Para a safra 2022/2023, a associação projeta que as exportações terminem próximas a 101 milhões de toneladas de soja, um volume que está muito próximo de ser concretizado, de acordo com a Anec. Na safra anterior, foram 77 milhões de toneladas.

Em dezembro, a expectativa é de uma exportação de 3,58 milhões de toneladas, mais do que o dobro do visto no mesmo mês em 2022. No mesmo mês, as exportações do farelo de soja devem alcançar 2,04 milhões de toneladas, incremento anual de 51%.

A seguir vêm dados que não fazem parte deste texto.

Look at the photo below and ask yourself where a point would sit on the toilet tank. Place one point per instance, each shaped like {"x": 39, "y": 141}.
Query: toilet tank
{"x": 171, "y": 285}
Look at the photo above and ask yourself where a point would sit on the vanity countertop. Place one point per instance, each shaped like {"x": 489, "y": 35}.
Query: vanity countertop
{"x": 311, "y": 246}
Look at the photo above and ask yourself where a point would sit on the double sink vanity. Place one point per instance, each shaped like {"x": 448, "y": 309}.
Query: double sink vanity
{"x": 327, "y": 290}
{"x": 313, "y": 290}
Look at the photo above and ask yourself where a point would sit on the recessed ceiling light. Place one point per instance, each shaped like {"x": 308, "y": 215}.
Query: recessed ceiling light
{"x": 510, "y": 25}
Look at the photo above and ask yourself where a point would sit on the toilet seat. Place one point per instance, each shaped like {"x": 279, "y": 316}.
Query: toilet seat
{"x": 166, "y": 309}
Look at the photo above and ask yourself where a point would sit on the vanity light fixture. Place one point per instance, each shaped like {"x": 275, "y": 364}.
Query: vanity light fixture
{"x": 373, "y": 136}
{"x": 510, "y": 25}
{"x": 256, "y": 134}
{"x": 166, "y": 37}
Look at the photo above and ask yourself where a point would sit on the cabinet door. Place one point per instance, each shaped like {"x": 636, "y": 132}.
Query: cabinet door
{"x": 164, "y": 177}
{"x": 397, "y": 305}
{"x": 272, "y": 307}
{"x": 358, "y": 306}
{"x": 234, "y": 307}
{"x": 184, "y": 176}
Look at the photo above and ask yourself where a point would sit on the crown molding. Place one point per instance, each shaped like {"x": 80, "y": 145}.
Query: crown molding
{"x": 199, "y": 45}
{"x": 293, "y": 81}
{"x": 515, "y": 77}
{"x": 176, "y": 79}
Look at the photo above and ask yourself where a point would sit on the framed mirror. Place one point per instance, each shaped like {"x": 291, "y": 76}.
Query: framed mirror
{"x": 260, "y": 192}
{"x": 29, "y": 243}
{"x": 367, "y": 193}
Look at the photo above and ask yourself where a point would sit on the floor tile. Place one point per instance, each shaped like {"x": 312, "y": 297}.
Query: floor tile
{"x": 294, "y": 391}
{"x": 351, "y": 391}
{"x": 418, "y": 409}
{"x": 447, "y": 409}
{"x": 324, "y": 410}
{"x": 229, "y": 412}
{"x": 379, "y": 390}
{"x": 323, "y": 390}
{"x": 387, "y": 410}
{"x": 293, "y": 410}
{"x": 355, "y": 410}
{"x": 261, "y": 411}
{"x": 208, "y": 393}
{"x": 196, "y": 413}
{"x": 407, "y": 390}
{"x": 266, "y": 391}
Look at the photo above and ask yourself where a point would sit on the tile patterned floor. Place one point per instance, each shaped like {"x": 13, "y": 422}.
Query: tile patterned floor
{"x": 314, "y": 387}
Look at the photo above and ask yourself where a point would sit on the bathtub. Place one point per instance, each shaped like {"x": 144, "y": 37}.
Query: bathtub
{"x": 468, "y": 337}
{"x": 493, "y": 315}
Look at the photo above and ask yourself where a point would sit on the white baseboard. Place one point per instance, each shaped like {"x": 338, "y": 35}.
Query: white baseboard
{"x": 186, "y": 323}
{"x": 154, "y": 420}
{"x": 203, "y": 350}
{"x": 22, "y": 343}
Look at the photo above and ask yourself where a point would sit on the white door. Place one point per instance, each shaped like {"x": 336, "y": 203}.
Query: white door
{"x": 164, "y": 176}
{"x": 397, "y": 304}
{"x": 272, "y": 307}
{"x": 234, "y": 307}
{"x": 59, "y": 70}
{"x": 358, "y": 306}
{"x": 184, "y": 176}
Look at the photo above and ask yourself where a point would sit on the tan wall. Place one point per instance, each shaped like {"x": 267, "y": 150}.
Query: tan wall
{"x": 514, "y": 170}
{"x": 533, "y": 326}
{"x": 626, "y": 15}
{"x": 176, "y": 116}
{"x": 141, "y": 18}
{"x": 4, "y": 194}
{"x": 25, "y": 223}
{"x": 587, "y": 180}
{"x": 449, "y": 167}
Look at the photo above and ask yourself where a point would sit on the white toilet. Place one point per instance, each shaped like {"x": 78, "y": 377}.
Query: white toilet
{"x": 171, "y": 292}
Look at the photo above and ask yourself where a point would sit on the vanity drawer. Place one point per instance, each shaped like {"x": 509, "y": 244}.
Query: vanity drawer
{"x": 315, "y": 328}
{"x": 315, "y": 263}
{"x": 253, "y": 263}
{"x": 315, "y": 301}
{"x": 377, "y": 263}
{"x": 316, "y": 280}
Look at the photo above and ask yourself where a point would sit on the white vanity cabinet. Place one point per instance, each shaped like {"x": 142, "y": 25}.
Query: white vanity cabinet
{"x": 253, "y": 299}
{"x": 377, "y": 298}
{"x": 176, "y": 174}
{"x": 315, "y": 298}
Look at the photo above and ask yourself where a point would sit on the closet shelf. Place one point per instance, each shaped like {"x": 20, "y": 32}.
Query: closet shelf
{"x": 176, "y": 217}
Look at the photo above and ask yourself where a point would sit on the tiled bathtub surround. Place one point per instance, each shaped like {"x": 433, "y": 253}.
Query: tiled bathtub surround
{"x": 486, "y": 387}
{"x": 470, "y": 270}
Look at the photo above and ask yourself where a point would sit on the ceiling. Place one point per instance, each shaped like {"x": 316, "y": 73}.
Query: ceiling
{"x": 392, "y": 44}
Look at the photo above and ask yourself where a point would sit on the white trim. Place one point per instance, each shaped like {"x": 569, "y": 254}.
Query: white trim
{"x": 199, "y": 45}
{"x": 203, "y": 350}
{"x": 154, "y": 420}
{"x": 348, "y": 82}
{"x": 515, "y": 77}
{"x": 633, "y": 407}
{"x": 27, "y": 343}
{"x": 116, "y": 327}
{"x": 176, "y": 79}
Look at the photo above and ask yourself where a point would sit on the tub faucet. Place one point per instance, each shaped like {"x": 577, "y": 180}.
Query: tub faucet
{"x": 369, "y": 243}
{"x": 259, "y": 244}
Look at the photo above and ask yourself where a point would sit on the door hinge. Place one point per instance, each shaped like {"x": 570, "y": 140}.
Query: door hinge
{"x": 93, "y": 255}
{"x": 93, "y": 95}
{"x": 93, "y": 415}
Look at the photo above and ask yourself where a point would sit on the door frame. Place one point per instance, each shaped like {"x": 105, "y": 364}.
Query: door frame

Em termos produtivos, a safra 2023/2024 de soja está estimada em 161,6 milhões de toneladas, segundo a entidade e a Agroconsult. “Apesar dos efeitos do El Niño, que possivelmente reduzirão o teto produtivo, a safra poderá apresentar um volume superior ao da safra 2022/23. Devido à instabilidade climática, muitas áreas foram replantadas, colocando essas culturas em calendários mais adversos”, citou a Anec.

Por conta disso, a Anec espera uma redução da área plantada de milho, o que deve favorecer o plantio de algodão. “Estão ocorrendo chuvas no centro-norte do Brasil que, apesar de irregulares, auxiliarão no desenvolvimento da cultura”.

Já o milho e trigo devem ter recuo nos embarques no último mês do ano. Para o milho, os embarques de dezembro devem atingir 6,86 milhões de toneladas, 6% abaixo do visto no ano passado no mesmo mês. As exportações de trigo devem atingir 283,8 mil toneladas em dezembro, 60% a menos que no ano passado.

Para a safra 2022/2023 completa, a expectativa da Anec é que sejam exportadas 56 milhões de toneladas de milho. Na safra anterior foram 44 milhões de toneladas.

A associação cita no seu relatório que a Agroconsult estima que a safra total de milho atingirá aproximadamente 128,7 milhões de toneladas em 2023/2024. “Isso se deve a uma redução na área plantada, influenciada pelos atrasos e replantios na área de soja, o que, por consequência, reduz a janela ideal para o milho”.